BMO Capital has cut its price target on PTC Inc. to $189.00 from $219.00 but left its Outperform rating intact following the software maker's first-quarter fiscal 2026 results. The research house described the quarter as "okay" and pointed to commentary about meaningful contracted deferred annual recurring revenue (ARR) as a factor that supports the customary back-half ramp to growth.
The firm noted several metrics that underpin its stance. PTC reported high profitability, with gross profit margins of 84.23%, and recorded 23.62% revenue growth over the trailing twelve months. Those operational results, BMO said, lend credibility to the company’s strategic emphasis on modernizing CAD, data management, and life-cycle solutions for manufacturers - areas the analyst believes present durable opportunities even amid broader market concerns around AI.
BMO also flagged valuation dynamics. It said PTC shares are trading at multi-year lows on free cash flow multiples.
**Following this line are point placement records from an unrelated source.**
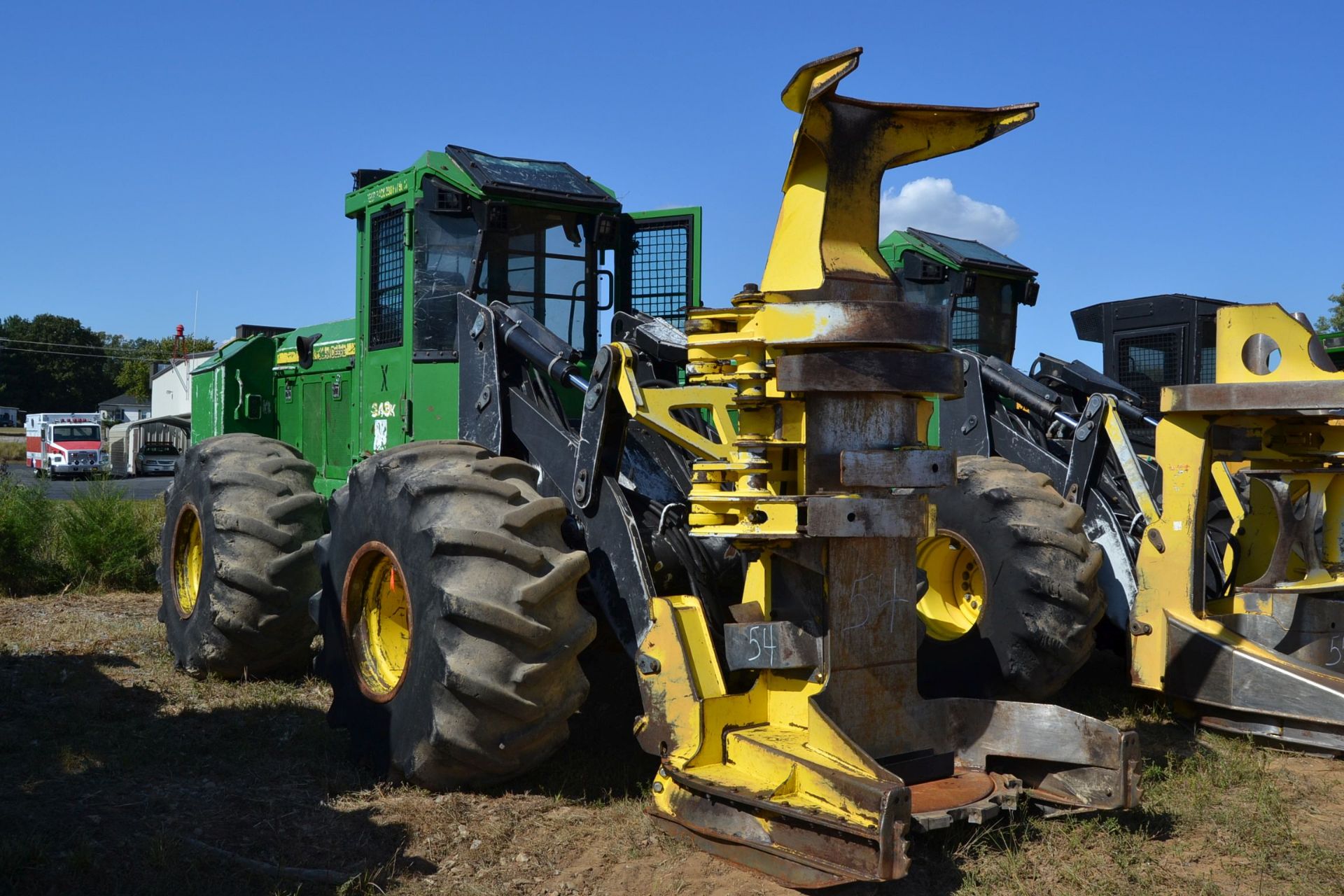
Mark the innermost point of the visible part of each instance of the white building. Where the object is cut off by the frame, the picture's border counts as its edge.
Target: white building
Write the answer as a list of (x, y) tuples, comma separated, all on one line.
[(169, 390)]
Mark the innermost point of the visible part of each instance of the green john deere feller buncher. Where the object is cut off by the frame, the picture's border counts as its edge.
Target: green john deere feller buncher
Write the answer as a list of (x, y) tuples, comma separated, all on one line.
[(1073, 498), (741, 503)]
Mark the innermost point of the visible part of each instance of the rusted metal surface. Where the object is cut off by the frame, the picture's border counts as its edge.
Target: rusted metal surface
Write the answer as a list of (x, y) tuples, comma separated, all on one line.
[(941, 812), (771, 645), (910, 469), (1308, 629), (1310, 397), (891, 517), (873, 371), (949, 793)]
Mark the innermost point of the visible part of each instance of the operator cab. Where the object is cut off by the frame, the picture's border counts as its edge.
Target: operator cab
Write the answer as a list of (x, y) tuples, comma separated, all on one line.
[(538, 235), (981, 288), (1154, 340)]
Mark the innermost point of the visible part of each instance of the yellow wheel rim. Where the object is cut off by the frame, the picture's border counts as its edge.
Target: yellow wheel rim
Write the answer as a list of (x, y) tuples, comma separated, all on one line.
[(187, 555), (956, 594), (378, 620)]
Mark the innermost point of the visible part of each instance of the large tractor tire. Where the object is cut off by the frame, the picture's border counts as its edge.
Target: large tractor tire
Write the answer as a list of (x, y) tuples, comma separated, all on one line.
[(449, 615), (237, 558), (1011, 599)]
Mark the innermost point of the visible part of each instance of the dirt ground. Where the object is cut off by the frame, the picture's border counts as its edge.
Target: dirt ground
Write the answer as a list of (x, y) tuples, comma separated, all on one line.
[(118, 776)]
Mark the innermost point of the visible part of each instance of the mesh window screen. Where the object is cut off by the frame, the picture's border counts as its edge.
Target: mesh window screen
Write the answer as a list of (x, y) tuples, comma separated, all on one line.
[(1149, 362), (660, 273), (387, 276), (965, 323)]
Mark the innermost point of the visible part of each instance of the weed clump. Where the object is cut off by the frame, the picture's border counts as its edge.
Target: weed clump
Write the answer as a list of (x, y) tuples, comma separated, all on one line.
[(99, 539), (27, 536), (106, 539)]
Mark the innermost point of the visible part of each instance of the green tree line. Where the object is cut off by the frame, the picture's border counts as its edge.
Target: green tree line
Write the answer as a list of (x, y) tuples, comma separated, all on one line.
[(54, 363)]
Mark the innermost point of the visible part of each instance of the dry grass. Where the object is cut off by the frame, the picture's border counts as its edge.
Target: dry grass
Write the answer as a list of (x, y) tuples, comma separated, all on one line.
[(111, 763)]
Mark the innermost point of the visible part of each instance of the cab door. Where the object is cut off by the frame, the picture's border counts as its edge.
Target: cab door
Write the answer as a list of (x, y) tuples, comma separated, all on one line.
[(663, 264)]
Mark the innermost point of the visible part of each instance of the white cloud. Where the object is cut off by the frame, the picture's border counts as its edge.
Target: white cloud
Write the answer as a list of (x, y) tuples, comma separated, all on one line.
[(933, 204)]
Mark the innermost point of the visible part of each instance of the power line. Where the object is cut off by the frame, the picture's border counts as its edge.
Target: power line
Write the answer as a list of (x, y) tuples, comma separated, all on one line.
[(121, 349), (104, 358)]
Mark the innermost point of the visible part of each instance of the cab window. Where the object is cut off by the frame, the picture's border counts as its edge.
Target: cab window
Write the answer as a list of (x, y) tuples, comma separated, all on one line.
[(543, 264), (445, 245)]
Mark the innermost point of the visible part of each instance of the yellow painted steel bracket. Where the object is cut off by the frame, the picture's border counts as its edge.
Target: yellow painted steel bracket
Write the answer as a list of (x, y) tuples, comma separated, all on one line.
[(1268, 659)]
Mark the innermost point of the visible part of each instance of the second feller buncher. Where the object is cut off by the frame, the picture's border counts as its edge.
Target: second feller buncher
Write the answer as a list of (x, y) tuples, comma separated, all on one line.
[(741, 504)]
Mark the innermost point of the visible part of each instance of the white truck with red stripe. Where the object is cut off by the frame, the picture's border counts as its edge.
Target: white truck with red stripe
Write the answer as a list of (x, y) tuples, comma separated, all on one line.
[(65, 444)]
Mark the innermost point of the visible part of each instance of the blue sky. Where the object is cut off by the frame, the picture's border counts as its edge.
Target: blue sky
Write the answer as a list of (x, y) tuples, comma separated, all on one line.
[(158, 149)]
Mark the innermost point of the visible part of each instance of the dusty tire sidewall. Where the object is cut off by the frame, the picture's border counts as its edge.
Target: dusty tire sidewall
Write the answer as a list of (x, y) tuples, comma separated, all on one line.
[(186, 634), (386, 729)]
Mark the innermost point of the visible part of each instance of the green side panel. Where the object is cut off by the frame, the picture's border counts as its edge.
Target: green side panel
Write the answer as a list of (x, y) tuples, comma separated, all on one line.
[(1335, 347), (336, 396), (314, 442), (898, 241), (934, 434), (435, 400), (234, 391)]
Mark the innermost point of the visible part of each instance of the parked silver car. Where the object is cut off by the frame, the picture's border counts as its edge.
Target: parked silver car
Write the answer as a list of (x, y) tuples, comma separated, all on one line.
[(158, 457)]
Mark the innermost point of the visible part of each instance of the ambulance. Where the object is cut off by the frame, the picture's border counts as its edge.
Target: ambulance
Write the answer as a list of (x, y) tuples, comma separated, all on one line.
[(65, 444)]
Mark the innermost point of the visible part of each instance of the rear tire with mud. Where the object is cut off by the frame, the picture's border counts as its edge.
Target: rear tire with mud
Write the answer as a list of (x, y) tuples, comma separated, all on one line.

Management has indicated plans to repurchase stock equal to roughly 5% of the company's current market capitalization during the fiscal year, a move the research firm cited as supportive for shareholders.
Despite trimming the target price, BMO reiterated its Outperform view, citing a steady growth outlook and the share repurchase program as positive elements that mitigate near-term uncertainty. InvestingPro data referenced in the research indicates that PTC is trading below its Fair Value, with analyst targets spanning a range from $158 to $250.
PTC’s reported first-quarter fiscal 2026 results provide the context for these analyst reactions. The company posted earnings per share of $1.92, ahead of the consensus estimate of $1.55. Revenue came in at $686 million versus an expected $634.94 million. On a comparable basis excluding foreign exchange effects and divestitures, ARR grew 9.0%, which the company said sits at the high end of its guidance range. Free cash flow reached $267 million, aligning with PTC’s guidance of $265-270 million.
Oppenheimer, another sell-side firm mentioned in coverage, reaffirmed its Outperform rating on PTC and kept a $200.00 price target. Together, the analyst commentary and the company’s quarterly results frame a picture of operational strength paired with a more conservative near-term valuation outlook.
Summary: BMO lowered its PTC price target to $189 from $219 but maintained an Outperform rating, citing solid profitability, revenue growth, substantial contracted deferred ARR, and planned share repurchases. PTC beat EPS and revenue expectations for Q1 fiscal 2026, reported ARR growth of 9.0% ex-FX and divestitures, and delivered free cash flow in line with guidance.